- Controversial Khama dossier to come under focus
- Regional peace and security a key agenda item
LETLHOGILE MPUANG
Heads of State of the Southern African Development Community (SADC) will address the rift between President Mokgweetsi Masisi and his predecessor Ian Khama at their next SADC Ordinary Meeting in Luanda, Angola this week.
The meeting is scheduled to take place from 16 to 18 August where Khama will also receive the SADC award dedicated to Botswana’s founding president, his father Sir Seretse Khama, alongside his eight contemporaries that was delayed due to the animus when family representatives of the other founding fathers received the posthumous honours at the 42nd Summit of the regional bloc in August last year.
Peace and security
According to a statement released by the Ministry of Foreign Affairs last week, discussion of the region’s state of peace and security is among key items on the agenda of the meeting this week.
Sources say in discussing the rift between Khama and President Masisi, the meeting will refer to a controversial dossier that Khama sent to the EU, the Commonwealth, foreign diplomatic missions in Botswana and SADC itself last June in which the former president accuses President Masisi of macabre crimes that include extrajudicial killings.

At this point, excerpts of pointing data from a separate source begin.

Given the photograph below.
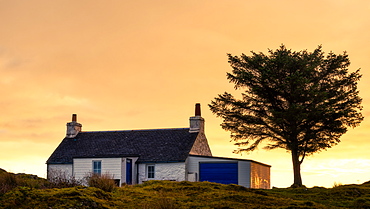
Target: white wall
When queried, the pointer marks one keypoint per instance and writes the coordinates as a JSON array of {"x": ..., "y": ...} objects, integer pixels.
[
  {"x": 260, "y": 176},
  {"x": 83, "y": 167},
  {"x": 163, "y": 171},
  {"x": 244, "y": 173}
]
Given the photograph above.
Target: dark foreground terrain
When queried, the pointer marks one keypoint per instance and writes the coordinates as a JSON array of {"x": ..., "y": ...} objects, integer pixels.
[{"x": 26, "y": 191}]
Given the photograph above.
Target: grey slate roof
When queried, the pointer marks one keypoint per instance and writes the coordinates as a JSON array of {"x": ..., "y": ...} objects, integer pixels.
[{"x": 154, "y": 145}]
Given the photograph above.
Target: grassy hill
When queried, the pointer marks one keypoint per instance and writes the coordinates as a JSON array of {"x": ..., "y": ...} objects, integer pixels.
[{"x": 167, "y": 194}]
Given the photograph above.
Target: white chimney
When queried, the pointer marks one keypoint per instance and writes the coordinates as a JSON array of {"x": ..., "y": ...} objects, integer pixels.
[
  {"x": 73, "y": 128},
  {"x": 197, "y": 122}
]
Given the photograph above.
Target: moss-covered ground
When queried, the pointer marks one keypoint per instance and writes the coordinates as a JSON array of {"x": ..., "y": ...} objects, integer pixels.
[{"x": 169, "y": 194}]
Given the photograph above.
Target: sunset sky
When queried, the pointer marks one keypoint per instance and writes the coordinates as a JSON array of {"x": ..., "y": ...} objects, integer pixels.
[{"x": 143, "y": 64}]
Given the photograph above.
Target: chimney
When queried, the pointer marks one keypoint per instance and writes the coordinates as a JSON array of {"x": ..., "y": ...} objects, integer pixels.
[
  {"x": 73, "y": 128},
  {"x": 197, "y": 122}
]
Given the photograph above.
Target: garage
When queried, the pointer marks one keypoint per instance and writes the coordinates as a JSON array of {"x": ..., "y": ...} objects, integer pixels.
[{"x": 219, "y": 172}]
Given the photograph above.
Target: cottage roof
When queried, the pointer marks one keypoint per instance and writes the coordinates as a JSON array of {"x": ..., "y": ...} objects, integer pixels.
[{"x": 153, "y": 145}]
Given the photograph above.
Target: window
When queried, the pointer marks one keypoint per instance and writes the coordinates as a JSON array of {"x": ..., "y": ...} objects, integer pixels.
[
  {"x": 97, "y": 167},
  {"x": 150, "y": 171}
]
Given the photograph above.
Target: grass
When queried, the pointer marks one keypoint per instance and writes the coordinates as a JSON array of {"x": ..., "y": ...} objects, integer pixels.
[{"x": 169, "y": 195}]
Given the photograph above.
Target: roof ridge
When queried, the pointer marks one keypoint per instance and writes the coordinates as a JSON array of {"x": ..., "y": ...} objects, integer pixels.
[{"x": 159, "y": 129}]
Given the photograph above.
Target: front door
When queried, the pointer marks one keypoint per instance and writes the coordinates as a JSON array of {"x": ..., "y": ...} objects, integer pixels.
[{"x": 128, "y": 171}]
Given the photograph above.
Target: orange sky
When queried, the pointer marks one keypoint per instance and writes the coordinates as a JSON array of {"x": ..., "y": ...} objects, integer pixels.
[{"x": 144, "y": 64}]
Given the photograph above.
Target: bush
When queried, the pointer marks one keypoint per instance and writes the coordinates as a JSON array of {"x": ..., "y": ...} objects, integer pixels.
[
  {"x": 104, "y": 182},
  {"x": 60, "y": 179},
  {"x": 8, "y": 181}
]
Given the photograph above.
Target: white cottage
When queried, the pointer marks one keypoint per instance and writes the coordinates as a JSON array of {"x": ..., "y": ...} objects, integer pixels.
[{"x": 135, "y": 156}]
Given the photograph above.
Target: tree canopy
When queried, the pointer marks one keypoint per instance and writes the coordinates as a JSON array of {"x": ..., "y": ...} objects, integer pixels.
[{"x": 302, "y": 102}]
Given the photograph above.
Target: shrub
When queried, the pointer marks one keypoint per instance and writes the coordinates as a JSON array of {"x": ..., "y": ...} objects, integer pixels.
[
  {"x": 8, "y": 181},
  {"x": 104, "y": 182},
  {"x": 60, "y": 179}
]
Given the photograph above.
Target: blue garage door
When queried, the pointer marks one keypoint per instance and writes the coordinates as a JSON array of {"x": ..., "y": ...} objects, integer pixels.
[{"x": 224, "y": 173}]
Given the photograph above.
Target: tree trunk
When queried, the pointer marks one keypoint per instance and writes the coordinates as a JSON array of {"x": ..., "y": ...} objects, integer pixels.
[{"x": 296, "y": 169}]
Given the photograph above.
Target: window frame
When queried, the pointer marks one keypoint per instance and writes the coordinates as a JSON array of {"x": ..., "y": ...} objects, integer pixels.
[
  {"x": 150, "y": 171},
  {"x": 96, "y": 170}
]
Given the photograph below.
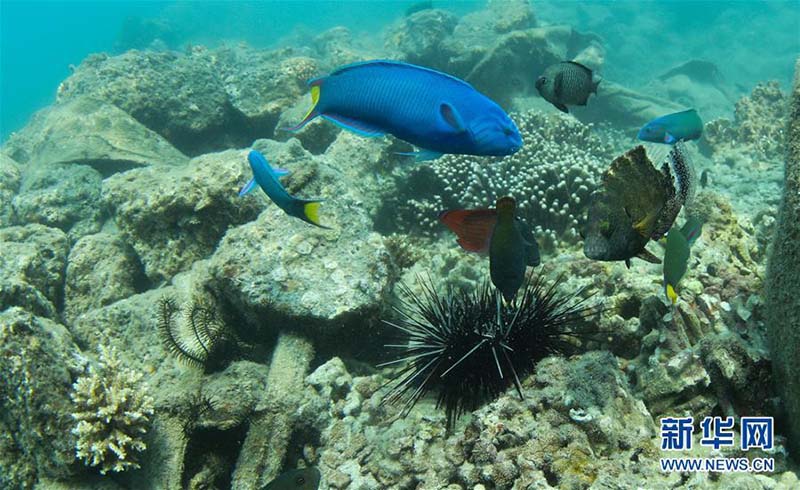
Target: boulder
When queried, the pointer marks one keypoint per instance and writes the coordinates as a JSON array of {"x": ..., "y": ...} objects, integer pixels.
[
  {"x": 101, "y": 269},
  {"x": 511, "y": 66},
  {"x": 32, "y": 267},
  {"x": 90, "y": 131},
  {"x": 36, "y": 355},
  {"x": 10, "y": 178},
  {"x": 62, "y": 196},
  {"x": 179, "y": 96},
  {"x": 282, "y": 272},
  {"x": 783, "y": 280}
]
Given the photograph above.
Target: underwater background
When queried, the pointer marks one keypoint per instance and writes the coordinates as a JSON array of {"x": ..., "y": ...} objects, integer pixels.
[{"x": 160, "y": 330}]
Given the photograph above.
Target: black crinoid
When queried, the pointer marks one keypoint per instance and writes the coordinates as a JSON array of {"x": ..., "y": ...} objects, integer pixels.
[
  {"x": 202, "y": 339},
  {"x": 469, "y": 347}
]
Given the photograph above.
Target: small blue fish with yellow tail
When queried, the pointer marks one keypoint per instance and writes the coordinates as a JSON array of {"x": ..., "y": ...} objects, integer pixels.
[
  {"x": 676, "y": 255},
  {"x": 267, "y": 178},
  {"x": 507, "y": 239},
  {"x": 433, "y": 111},
  {"x": 669, "y": 129}
]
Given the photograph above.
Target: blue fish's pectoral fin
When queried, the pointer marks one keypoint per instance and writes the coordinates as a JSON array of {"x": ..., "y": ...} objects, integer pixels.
[
  {"x": 561, "y": 107},
  {"x": 647, "y": 256},
  {"x": 421, "y": 155},
  {"x": 312, "y": 113},
  {"x": 249, "y": 186},
  {"x": 359, "y": 127},
  {"x": 451, "y": 117}
]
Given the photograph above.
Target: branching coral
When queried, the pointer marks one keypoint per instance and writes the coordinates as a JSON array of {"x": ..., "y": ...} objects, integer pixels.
[
  {"x": 551, "y": 177},
  {"x": 758, "y": 129},
  {"x": 113, "y": 412}
]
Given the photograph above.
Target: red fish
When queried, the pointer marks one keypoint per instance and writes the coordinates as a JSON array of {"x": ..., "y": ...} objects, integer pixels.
[{"x": 498, "y": 231}]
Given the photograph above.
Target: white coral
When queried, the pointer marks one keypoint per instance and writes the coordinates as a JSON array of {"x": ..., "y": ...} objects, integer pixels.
[{"x": 113, "y": 412}]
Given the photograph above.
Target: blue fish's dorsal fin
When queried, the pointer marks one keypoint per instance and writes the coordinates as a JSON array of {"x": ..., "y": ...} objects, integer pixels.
[
  {"x": 452, "y": 117},
  {"x": 391, "y": 64},
  {"x": 422, "y": 155},
  {"x": 354, "y": 125},
  {"x": 249, "y": 186}
]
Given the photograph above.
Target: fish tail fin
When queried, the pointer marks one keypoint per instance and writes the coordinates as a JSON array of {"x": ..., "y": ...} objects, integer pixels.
[
  {"x": 309, "y": 209},
  {"x": 249, "y": 186},
  {"x": 316, "y": 87},
  {"x": 671, "y": 294},
  {"x": 684, "y": 173}
]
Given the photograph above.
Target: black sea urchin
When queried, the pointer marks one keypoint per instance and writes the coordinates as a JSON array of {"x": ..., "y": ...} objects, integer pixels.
[{"x": 470, "y": 348}]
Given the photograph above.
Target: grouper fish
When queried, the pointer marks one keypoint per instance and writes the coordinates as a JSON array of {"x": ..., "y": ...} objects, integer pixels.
[
  {"x": 507, "y": 239},
  {"x": 267, "y": 178},
  {"x": 434, "y": 111},
  {"x": 636, "y": 203}
]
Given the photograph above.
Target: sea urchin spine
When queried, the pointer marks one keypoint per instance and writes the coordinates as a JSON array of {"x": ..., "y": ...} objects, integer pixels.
[{"x": 469, "y": 347}]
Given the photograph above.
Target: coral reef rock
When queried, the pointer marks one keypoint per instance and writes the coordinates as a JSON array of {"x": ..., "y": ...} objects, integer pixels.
[
  {"x": 551, "y": 177},
  {"x": 282, "y": 265},
  {"x": 32, "y": 267},
  {"x": 62, "y": 196},
  {"x": 181, "y": 97},
  {"x": 783, "y": 280},
  {"x": 100, "y": 259},
  {"x": 89, "y": 131},
  {"x": 36, "y": 359},
  {"x": 10, "y": 179},
  {"x": 172, "y": 217}
]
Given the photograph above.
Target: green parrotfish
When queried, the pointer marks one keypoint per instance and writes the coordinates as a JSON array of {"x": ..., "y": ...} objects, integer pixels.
[
  {"x": 676, "y": 255},
  {"x": 669, "y": 129},
  {"x": 300, "y": 479},
  {"x": 507, "y": 239}
]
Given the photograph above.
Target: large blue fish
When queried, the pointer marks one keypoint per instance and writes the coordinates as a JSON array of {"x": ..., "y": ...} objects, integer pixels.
[
  {"x": 669, "y": 129},
  {"x": 267, "y": 178},
  {"x": 434, "y": 111}
]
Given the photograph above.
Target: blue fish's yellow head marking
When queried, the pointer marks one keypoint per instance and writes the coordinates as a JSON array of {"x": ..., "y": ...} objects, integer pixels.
[
  {"x": 671, "y": 294},
  {"x": 494, "y": 133}
]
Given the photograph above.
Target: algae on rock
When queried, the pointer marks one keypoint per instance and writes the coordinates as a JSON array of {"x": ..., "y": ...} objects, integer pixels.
[{"x": 783, "y": 281}]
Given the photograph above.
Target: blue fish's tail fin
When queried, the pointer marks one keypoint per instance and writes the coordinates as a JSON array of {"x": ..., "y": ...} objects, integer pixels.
[
  {"x": 595, "y": 84},
  {"x": 316, "y": 86},
  {"x": 249, "y": 186},
  {"x": 683, "y": 171},
  {"x": 308, "y": 211}
]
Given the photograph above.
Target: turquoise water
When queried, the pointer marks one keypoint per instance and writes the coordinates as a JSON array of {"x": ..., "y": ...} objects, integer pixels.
[
  {"x": 749, "y": 40},
  {"x": 578, "y": 270}
]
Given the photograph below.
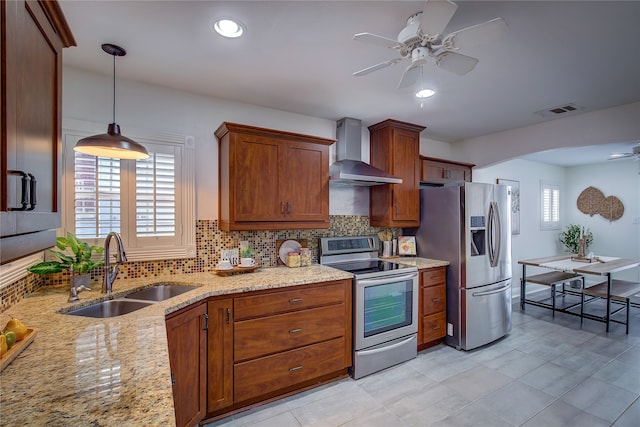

The Botswana Gazette reported in an April edition that during his tenure as Chairman of the SADC Organ on Politics, Defence and Security, president Cyril Ramaphosa of South Africa attempted to mediate in the matter but encountered resistance from other member-states, including Malawi, Mozambique and Tanzania.
Inside Khama dossier
In addition to extrajudicial killings and organised crime, the Khama dossier makes allegations of corruption and disregard for the rule of law against President Masisi, Chief Justice Terrence Rannowane and the head of the Directorate of Intelligence and Security Service Peter Magosi.
“Extra judicial killings at the behest of the state have become an unprecedented phenomenon taking place in broad daylight,” Khama claims in the controversial dossier in which also alleges that 33 extrajudicial killings were perpetrated between 2018 and 2022 in Botswana and names a certain Motlotlegi Aubrey Mongale as one of the victims.
In response, the government recently told a coterie of international journalists that what Khama calls extrajudicial killings were mainly gangsters who died in an exchange of fire when the police acted to stop armed robberies.